If you thought it would be smooth seas ahead after all the changes to the health care industry resulting from health care reform the past five years, think again. Changes are still coming and here are three of the top trends making a big impact to the healthcare industry in 2016 and beyond:
Consolidation of Health Carriers
What is it: In 2015 alone, we saw three big consolidations among several others – Aetna buying Humana, Anthem purchasing Cigna, and United Healthcare to purchase Aetna. All signs show that this trend will continue as health carriers look for ways to maintain their leadership position in the market, leveraging resources acquired in a merger.
The impact: The media has reported that many of these mergers are happening because the carriers believe that by consolidating, they will be able to provide more efficiency and have added leverage in negotiating rates with hospitals and physician practices that can lead to lower insurance premiums for employees. Also, according to a 2015 article in Benefits Pro, these larger insurers have a better opportunity to invest in technology platforms, patient engagement platforms and other innovations to ultimately benefit the consumer.

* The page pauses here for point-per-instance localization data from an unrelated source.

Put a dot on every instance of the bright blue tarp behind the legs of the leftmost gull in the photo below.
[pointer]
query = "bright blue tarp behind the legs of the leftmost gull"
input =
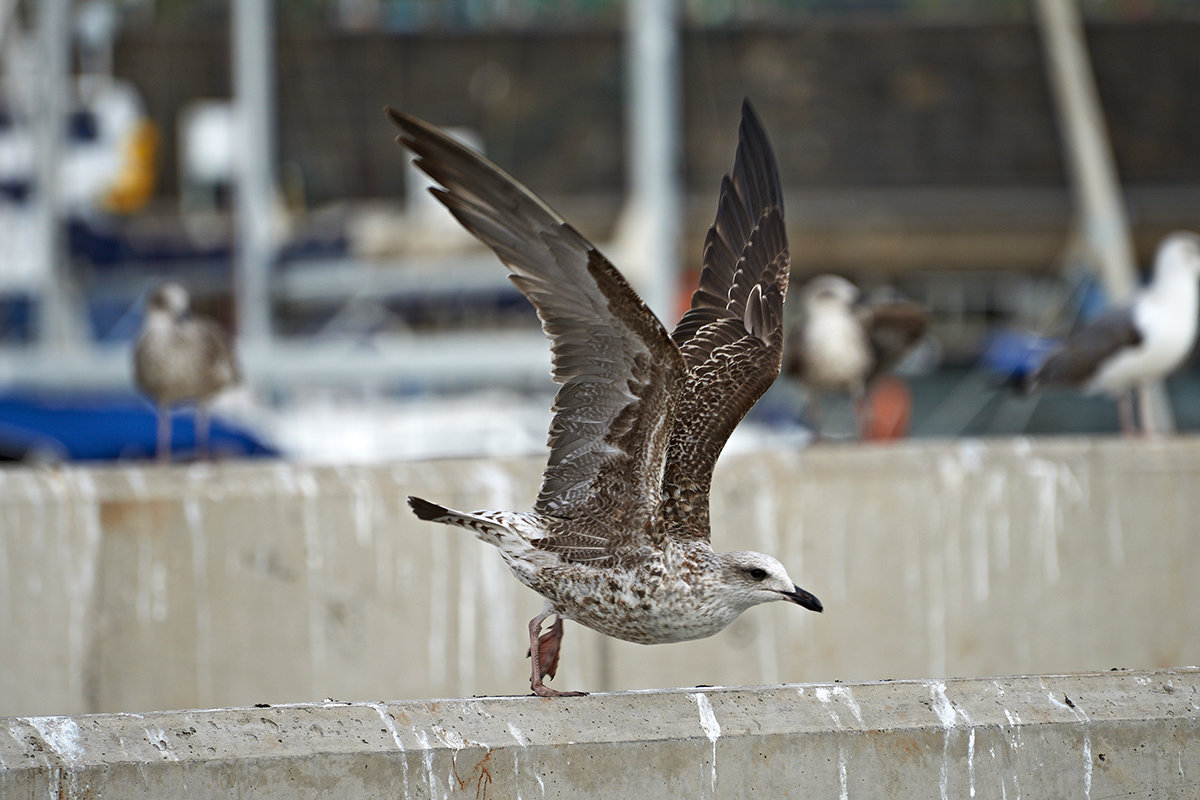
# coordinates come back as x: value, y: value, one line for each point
x: 110, y: 428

What is it: The breakneck speed of technological developments is impacting nearly every area of our lives and healthcare is no exception. Advances include big data to help providers offer better diagnosis and treatment There are more tech-based options to help doctors communicate with their patients (see article on telemedicine) and health-tracking devices to help patients stay healthy (such as the popular Fitbit and Lark, a silent alarm clock and sleep monitor to encourage better rest).
The impact: Employers who embrace these and other technological advances will do well in finding what best suits their needs in managing health care costs for their companies and managing the health data that is available for their employee populations.
Move Toward Value-Based Care
What is it: The way providers are reimbursed for medical services is continuing to shift away from volume-driven care to value-based care, where the goal is to achieve the best outcomes at a reasonable price. This approach is more patient-centered and is organized around what a patient needs – not just striving for bringing more patients in the door. According to an article by FierceHealthcare, more hospitals are not just transitioning but actually implementing models of value-based care in anticipation of this trend continuing.
The impact: A move toward value-based care will provide increased transparency so both employers and employees can see the true cost of services and how they compare to reached outcomes. In the end it will encourage the population to become better healthcare consumers. This is a paradigm shift indeed but one that will help in combatting rising medical costs each year.